New season prospects for maize
It is always good to look back and assess lessons learnt in previous years and use those lessons to anticipate what could be expected in the year ahead. The 2017/2018 marketing year was no doubt a good year in as far as production goes.
Maize production reached a record harvest and sparked topics all over the world. The high production was however met by challenges. While South Africa harvested over 16 million tons of maize, export volumes were still below trade expectations and maize prices were under pressure due to the large supplies.
During the 2017/2018 marketing year, South Africa had an exportable amount of 4,8 million tons of total maize, this means that the country could meet an export demand of over 4 million tons.
By December 2017, total maize exports had only amounted to 1,7 million tons, which was significantly below expectations. As at 8 December 2017, white maize exports amounted to 540 097 tons, while yellow maize exports amounted to 1,2 million tons. The surge in yellow maize is mainly backed by demand in the Eastern parts of the world, particularly, Japan, Taiwan and South Korea which mainly import for animal feed purposes. Although there has been generally good demand of maize, mainly from the deep-sea countries, it Is highly unlikely that the country would fulfil its exportable amount of 4,8 million tons.
Another challenge the country is faced with is high ending stocks which in this case, is largely fuelled by low export volumes. Any carryover stock that is not exported would lead to generally large surplus, thus placing pressure on local prices. It is expected that maize carryover stocks could amount to just over 4 million tons, with white maize accounting for about 65% of the surplus.
According to the Crop Estimates Committee, overall maize production for the new season (2018/2019) is likely to decline by 6%. It is no surprise then that the area planted to white maize could decline by 15% while yellow maize plantings are expected to increase by 8,2% from the previous season.
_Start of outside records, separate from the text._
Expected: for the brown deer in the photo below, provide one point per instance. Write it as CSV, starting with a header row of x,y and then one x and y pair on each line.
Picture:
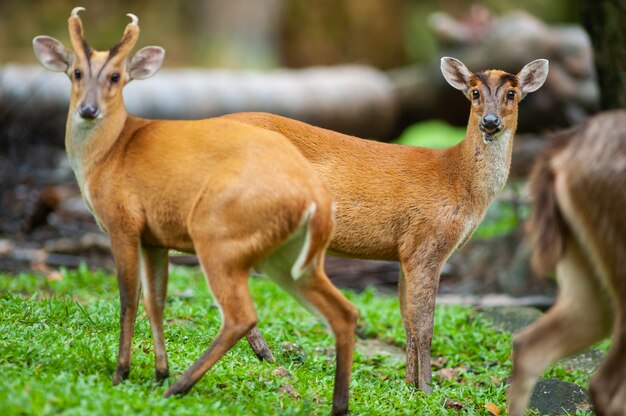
x,y
239,196
415,205
578,227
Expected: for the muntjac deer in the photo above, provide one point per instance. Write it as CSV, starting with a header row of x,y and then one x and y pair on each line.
x,y
239,196
579,227
411,204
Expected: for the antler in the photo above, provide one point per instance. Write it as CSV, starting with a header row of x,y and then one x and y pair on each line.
x,y
131,34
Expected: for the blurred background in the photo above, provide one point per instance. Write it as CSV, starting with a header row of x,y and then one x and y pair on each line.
x,y
364,67
261,33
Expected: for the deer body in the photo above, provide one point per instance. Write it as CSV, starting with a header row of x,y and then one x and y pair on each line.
x,y
392,196
578,227
236,195
411,204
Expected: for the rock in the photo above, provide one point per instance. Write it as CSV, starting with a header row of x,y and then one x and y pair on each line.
x,y
556,397
588,361
281,372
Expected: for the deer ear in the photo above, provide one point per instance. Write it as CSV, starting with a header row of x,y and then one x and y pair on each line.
x,y
146,62
456,73
52,54
533,75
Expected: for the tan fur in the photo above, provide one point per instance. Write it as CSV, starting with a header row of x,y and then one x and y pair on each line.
x,y
587,181
411,204
234,194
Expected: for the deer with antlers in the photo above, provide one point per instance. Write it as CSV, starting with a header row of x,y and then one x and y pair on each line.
x,y
237,195
415,205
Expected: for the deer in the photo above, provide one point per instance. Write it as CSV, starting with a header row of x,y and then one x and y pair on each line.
x,y
411,204
238,196
578,229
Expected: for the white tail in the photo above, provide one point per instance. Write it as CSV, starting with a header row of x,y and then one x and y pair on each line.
x,y
413,204
579,227
235,194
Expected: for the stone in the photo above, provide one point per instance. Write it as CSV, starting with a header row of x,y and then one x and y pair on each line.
x,y
511,318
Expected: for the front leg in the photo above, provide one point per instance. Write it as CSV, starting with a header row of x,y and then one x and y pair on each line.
x,y
417,291
259,346
126,255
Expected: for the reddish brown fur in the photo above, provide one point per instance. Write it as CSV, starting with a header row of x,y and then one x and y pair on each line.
x,y
583,179
411,204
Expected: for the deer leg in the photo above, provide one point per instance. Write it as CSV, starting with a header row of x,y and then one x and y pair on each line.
x,y
411,341
420,291
230,289
259,345
579,318
154,278
608,385
126,258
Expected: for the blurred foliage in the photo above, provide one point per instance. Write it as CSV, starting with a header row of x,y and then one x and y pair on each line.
x,y
260,33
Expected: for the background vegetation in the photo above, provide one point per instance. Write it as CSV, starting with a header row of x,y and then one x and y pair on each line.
x,y
58,346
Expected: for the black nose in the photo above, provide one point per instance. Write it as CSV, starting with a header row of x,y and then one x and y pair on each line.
x,y
88,111
490,122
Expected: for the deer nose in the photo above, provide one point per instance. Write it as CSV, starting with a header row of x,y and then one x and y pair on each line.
x,y
88,111
490,122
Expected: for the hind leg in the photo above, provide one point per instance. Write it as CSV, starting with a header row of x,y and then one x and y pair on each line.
x,y
229,286
608,386
579,318
259,345
154,287
315,291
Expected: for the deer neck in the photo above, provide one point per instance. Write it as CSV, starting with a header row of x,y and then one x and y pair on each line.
x,y
87,142
483,166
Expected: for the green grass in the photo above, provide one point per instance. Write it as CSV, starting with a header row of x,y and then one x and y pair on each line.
x,y
58,346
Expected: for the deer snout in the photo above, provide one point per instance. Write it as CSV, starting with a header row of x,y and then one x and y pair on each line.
x,y
88,111
490,123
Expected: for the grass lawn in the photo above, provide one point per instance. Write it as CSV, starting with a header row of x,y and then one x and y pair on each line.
x,y
58,348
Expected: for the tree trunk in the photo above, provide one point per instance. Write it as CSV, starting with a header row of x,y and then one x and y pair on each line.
x,y
605,21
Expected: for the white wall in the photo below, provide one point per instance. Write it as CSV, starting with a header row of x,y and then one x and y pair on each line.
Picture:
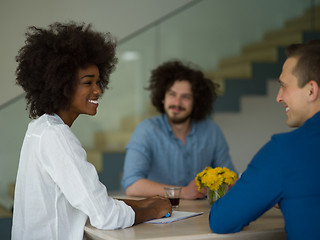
x,y
120,17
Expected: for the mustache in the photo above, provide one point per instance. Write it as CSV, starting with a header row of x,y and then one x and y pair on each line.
x,y
178,107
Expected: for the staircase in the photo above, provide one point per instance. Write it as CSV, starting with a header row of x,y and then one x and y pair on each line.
x,y
238,76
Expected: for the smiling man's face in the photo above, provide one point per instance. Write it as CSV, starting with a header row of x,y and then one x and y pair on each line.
x,y
294,98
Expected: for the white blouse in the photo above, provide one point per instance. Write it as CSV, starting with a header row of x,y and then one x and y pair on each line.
x,y
57,189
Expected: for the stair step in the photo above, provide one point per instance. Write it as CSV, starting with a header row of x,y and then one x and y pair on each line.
x,y
302,22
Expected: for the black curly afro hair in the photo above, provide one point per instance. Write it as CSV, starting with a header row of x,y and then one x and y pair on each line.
x,y
49,61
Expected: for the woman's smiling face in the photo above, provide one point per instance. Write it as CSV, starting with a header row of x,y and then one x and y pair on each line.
x,y
86,95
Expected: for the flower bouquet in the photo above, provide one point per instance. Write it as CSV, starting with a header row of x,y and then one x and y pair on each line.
x,y
216,180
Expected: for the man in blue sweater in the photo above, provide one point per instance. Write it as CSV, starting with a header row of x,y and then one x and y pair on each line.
x,y
285,170
169,150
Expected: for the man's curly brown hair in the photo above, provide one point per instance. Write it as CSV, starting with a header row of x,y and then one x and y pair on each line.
x,y
50,59
203,89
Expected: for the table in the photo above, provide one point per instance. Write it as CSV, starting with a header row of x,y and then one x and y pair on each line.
x,y
268,226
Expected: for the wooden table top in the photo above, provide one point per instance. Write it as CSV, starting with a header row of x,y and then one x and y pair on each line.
x,y
268,226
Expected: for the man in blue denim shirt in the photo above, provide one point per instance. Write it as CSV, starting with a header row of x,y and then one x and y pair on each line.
x,y
169,150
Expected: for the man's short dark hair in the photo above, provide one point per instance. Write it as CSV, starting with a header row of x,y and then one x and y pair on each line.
x,y
308,65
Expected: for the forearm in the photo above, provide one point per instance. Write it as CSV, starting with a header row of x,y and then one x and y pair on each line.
x,y
149,208
145,188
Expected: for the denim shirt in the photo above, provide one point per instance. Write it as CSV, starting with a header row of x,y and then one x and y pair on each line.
x,y
154,153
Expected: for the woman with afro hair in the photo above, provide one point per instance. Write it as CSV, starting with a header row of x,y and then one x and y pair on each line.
x,y
182,141
63,70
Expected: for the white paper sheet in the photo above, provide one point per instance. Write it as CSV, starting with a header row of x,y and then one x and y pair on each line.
x,y
176,216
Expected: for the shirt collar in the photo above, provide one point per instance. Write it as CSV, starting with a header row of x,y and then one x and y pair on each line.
x,y
169,129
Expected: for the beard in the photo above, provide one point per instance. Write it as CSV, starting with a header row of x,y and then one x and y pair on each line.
x,y
178,120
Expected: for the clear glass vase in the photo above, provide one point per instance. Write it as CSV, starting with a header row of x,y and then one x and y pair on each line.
x,y
213,196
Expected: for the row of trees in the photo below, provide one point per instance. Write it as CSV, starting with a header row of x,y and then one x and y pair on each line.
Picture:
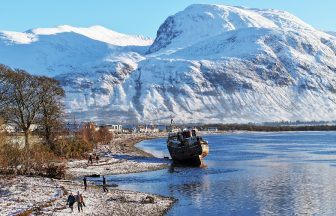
x,y
26,100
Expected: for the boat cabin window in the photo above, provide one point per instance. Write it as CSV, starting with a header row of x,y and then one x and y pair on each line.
x,y
186,134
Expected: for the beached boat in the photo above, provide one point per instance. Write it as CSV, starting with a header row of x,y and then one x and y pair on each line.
x,y
185,147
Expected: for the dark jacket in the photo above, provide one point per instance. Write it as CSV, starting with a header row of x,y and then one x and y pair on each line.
x,y
71,199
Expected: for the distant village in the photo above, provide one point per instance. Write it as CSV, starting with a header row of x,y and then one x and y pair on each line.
x,y
113,128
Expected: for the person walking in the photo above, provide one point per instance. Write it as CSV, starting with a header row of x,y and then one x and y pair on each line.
x,y
71,201
85,182
90,159
80,202
104,185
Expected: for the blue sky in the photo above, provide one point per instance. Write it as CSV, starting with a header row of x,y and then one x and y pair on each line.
x,y
141,16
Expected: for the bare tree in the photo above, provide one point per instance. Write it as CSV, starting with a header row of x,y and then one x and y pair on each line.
x,y
51,109
21,100
104,135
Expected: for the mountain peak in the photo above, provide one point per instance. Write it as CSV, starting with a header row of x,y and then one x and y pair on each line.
x,y
199,22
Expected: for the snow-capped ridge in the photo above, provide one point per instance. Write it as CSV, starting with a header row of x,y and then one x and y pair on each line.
x,y
201,21
208,63
96,32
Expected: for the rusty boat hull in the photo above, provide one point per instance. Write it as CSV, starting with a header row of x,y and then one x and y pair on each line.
x,y
189,154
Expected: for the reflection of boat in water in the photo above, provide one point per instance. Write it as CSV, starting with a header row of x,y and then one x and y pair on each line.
x,y
186,147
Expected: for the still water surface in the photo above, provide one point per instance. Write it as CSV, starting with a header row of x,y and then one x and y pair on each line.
x,y
292,173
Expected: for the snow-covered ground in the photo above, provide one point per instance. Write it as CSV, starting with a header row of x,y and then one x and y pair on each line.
x,y
117,164
42,196
45,196
115,202
19,193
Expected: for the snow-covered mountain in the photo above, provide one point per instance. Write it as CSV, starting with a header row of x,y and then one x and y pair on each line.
x,y
208,63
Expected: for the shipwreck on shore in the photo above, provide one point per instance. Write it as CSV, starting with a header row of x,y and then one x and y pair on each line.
x,y
185,147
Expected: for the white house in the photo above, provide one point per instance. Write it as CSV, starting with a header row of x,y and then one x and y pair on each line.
x,y
114,128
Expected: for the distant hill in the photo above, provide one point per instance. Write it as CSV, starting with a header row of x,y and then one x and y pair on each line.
x,y
208,63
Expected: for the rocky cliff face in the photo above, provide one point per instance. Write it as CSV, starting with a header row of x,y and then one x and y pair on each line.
x,y
208,63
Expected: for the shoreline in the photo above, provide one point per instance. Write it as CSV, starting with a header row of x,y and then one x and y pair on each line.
x,y
23,195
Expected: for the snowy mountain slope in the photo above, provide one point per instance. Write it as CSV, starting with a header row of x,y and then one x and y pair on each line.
x,y
331,33
208,63
67,49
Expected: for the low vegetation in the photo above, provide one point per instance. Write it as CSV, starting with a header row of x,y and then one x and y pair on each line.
x,y
27,100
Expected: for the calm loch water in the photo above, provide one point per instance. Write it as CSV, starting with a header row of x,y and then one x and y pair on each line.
x,y
290,173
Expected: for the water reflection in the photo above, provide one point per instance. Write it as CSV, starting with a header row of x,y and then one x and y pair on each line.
x,y
249,174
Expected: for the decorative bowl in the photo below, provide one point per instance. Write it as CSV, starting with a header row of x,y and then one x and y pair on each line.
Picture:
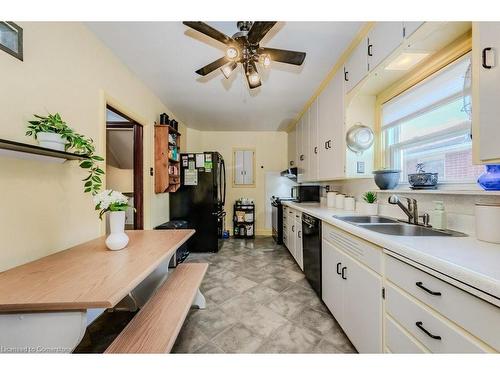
x,y
423,180
387,179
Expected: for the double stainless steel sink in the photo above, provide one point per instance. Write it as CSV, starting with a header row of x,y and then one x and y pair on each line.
x,y
386,225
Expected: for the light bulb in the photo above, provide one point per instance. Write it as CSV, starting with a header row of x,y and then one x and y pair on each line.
x,y
266,61
228,69
232,53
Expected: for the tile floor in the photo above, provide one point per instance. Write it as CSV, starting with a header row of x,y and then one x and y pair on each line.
x,y
258,301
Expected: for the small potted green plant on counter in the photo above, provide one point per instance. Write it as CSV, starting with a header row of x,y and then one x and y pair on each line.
x,y
371,204
52,132
116,204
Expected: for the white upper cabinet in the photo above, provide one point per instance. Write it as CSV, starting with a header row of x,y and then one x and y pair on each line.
x,y
410,27
305,146
356,67
383,39
292,148
313,142
331,130
486,91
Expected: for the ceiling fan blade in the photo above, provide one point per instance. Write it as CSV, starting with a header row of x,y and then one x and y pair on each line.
x,y
212,66
203,28
259,30
284,56
252,75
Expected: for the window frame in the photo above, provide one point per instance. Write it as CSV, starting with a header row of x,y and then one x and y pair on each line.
x,y
454,51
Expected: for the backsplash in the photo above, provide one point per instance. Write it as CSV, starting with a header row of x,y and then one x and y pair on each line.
x,y
459,208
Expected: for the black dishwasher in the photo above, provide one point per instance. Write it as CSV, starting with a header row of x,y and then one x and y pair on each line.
x,y
311,248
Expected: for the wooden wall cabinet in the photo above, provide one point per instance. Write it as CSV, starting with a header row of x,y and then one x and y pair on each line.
x,y
167,161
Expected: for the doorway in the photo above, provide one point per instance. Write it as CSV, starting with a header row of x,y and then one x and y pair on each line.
x,y
124,163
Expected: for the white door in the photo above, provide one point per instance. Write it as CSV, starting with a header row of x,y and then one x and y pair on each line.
x,y
410,27
331,130
239,168
383,39
313,142
331,281
362,320
248,165
356,67
486,73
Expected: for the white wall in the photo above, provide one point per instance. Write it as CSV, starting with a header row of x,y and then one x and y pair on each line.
x,y
66,69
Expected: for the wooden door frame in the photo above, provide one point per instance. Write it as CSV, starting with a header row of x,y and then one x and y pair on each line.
x,y
138,134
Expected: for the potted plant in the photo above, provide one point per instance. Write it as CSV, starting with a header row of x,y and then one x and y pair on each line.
x,y
52,132
371,206
116,204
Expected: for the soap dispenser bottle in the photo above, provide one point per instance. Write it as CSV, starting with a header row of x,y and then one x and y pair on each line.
x,y
438,216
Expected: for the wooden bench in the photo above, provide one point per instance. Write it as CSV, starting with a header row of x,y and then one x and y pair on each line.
x,y
156,326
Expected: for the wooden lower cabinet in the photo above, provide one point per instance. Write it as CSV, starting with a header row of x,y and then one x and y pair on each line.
x,y
353,293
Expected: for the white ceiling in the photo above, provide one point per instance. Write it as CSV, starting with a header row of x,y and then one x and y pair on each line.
x,y
165,56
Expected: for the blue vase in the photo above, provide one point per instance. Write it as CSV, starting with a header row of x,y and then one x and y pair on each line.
x,y
490,179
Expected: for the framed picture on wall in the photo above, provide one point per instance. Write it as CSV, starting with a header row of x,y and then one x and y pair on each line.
x,y
11,39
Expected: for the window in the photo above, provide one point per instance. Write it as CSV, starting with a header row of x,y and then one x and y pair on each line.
x,y
244,167
427,124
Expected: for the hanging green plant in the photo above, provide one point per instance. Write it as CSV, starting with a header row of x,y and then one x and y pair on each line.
x,y
71,141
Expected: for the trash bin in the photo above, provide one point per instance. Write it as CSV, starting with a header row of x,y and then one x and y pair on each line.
x,y
182,252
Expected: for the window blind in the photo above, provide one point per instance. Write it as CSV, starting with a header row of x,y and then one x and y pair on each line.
x,y
440,88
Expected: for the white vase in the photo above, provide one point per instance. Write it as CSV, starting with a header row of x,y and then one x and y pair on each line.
x,y
117,239
371,209
51,140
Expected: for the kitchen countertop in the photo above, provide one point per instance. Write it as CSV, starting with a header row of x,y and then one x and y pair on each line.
x,y
466,262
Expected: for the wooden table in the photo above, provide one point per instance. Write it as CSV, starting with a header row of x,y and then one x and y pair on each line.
x,y
50,296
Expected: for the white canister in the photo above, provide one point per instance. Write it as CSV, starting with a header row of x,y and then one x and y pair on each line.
x,y
330,199
349,203
339,201
487,219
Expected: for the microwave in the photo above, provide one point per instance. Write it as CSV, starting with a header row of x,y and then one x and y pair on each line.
x,y
306,193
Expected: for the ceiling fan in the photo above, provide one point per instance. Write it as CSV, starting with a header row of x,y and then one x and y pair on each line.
x,y
243,47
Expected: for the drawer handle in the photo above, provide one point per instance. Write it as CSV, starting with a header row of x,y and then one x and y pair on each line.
x,y
421,286
421,326
343,273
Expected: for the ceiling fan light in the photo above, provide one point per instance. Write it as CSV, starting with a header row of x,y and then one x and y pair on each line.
x,y
232,53
228,69
266,60
254,79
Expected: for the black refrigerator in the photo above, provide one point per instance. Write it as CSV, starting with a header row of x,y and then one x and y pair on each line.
x,y
200,199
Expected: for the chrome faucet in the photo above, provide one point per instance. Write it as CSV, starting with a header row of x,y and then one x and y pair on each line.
x,y
411,208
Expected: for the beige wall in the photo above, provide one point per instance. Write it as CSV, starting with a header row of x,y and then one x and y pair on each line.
x,y
270,153
68,70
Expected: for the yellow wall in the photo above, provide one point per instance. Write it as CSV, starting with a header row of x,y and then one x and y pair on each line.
x,y
68,70
270,152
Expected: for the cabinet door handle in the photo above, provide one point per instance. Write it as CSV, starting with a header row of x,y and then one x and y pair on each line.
x,y
421,286
338,265
420,325
485,51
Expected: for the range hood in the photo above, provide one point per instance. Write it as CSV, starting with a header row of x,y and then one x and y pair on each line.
x,y
291,173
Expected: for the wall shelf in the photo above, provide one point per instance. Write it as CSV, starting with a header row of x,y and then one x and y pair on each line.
x,y
27,151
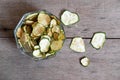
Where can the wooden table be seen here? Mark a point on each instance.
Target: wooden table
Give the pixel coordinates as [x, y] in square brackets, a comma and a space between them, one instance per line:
[95, 15]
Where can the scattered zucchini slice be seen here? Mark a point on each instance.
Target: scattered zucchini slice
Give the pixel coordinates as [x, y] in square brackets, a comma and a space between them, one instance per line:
[44, 19]
[37, 53]
[77, 44]
[38, 30]
[53, 23]
[31, 16]
[29, 22]
[56, 45]
[46, 36]
[84, 61]
[36, 47]
[69, 18]
[98, 40]
[19, 32]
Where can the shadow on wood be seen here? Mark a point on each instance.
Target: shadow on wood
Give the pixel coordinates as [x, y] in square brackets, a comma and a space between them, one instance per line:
[13, 13]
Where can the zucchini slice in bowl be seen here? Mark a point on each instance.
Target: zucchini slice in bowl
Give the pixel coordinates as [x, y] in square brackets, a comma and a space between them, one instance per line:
[69, 18]
[98, 40]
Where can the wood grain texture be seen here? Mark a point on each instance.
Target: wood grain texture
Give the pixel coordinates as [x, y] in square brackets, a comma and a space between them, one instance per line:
[105, 63]
[102, 15]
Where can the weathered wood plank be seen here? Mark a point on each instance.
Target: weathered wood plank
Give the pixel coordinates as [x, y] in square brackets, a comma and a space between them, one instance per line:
[102, 15]
[105, 63]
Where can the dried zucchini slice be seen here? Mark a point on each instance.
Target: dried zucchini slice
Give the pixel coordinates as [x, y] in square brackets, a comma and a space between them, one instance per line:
[19, 32]
[36, 47]
[56, 29]
[98, 40]
[69, 18]
[46, 36]
[56, 45]
[77, 45]
[44, 19]
[37, 53]
[49, 32]
[27, 29]
[84, 61]
[61, 35]
[29, 22]
[38, 30]
[32, 16]
[55, 36]
[44, 45]
[53, 23]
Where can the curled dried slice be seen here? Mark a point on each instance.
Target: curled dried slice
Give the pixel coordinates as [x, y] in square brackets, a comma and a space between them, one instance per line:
[27, 29]
[49, 32]
[46, 36]
[29, 22]
[53, 23]
[44, 19]
[84, 61]
[32, 16]
[55, 36]
[37, 53]
[44, 45]
[36, 47]
[56, 29]
[61, 35]
[77, 44]
[19, 32]
[38, 30]
[56, 45]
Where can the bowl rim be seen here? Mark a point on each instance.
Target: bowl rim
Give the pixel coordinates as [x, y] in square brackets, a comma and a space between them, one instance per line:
[20, 23]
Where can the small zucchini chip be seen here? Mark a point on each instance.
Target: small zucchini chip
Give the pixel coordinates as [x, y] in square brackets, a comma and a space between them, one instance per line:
[44, 19]
[98, 40]
[56, 45]
[77, 45]
[56, 29]
[36, 47]
[69, 18]
[61, 35]
[44, 45]
[49, 32]
[19, 32]
[84, 61]
[29, 22]
[38, 30]
[53, 23]
[46, 36]
[37, 53]
[27, 29]
[32, 16]
[55, 36]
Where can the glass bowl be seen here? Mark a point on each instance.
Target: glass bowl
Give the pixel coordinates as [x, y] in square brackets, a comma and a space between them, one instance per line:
[21, 23]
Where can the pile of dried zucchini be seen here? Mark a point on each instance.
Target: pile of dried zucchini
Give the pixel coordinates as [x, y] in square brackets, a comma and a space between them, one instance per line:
[40, 35]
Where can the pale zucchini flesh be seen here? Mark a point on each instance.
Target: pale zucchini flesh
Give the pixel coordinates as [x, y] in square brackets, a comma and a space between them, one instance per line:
[44, 45]
[77, 45]
[69, 18]
[98, 40]
[84, 61]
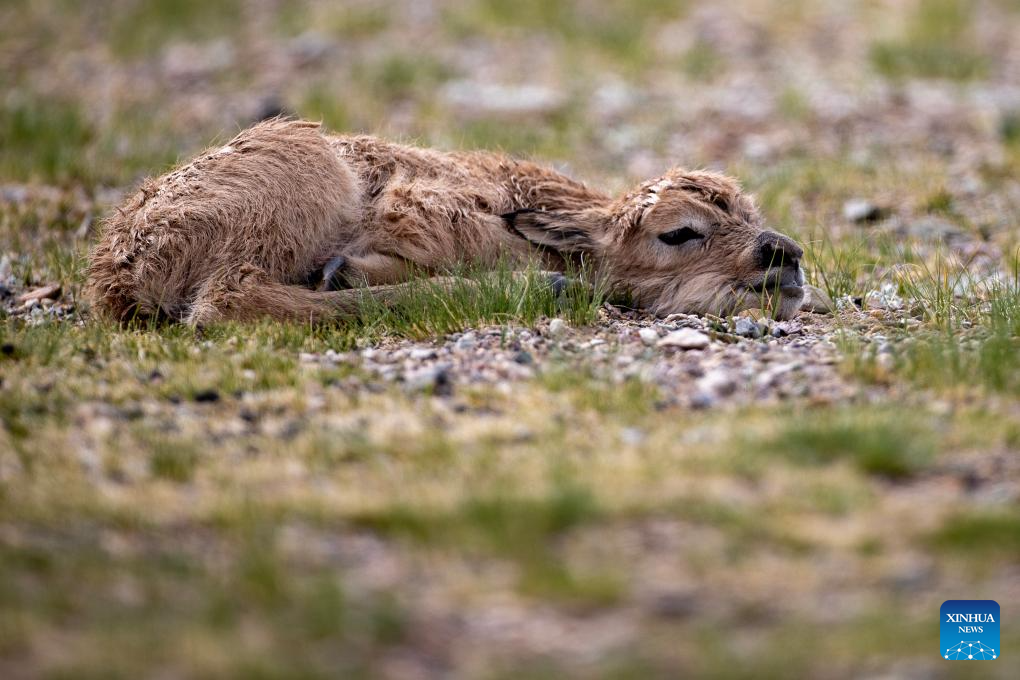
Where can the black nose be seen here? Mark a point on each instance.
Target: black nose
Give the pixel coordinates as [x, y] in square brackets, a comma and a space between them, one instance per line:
[775, 251]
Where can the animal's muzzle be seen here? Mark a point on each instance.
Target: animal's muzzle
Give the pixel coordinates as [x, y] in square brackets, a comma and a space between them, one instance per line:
[776, 252]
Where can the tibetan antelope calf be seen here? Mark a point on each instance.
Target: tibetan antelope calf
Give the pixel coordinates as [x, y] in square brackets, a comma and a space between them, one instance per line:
[241, 231]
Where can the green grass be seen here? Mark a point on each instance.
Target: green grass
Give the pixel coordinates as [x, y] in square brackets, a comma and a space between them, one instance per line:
[893, 446]
[43, 140]
[980, 535]
[937, 44]
[142, 28]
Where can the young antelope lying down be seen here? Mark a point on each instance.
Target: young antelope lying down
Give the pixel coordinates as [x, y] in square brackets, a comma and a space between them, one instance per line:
[238, 232]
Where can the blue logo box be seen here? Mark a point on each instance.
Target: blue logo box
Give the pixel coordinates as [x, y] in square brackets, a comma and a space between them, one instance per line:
[969, 630]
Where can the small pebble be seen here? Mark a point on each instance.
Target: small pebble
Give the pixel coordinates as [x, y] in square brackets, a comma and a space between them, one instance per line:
[207, 397]
[860, 210]
[747, 328]
[817, 301]
[466, 342]
[422, 353]
[649, 336]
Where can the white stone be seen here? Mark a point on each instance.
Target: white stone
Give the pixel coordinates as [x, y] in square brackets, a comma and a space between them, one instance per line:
[685, 338]
[649, 336]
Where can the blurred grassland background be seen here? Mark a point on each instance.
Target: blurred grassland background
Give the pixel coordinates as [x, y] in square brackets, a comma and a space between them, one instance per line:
[573, 525]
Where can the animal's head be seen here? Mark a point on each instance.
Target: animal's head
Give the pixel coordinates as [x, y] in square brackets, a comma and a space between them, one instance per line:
[686, 242]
This is due to a recognised higher demand for yellow maize which could go into the feed market both locally and internationally.
Since maize prices have become under pressure, white maize in particular has become less attractive also due to its low profitability and export demand. Farmers who are moving away from planting white maize could turn to looking at more profitable alternatives such as soybeans in order to secure profits and not crowd the market with stock.
Essentially, what we see is that the previous season plays a big role on the expectations for the new season. This it remains important to follow the trends of the previous season in order to draw expectations of what the market can expect in the new season.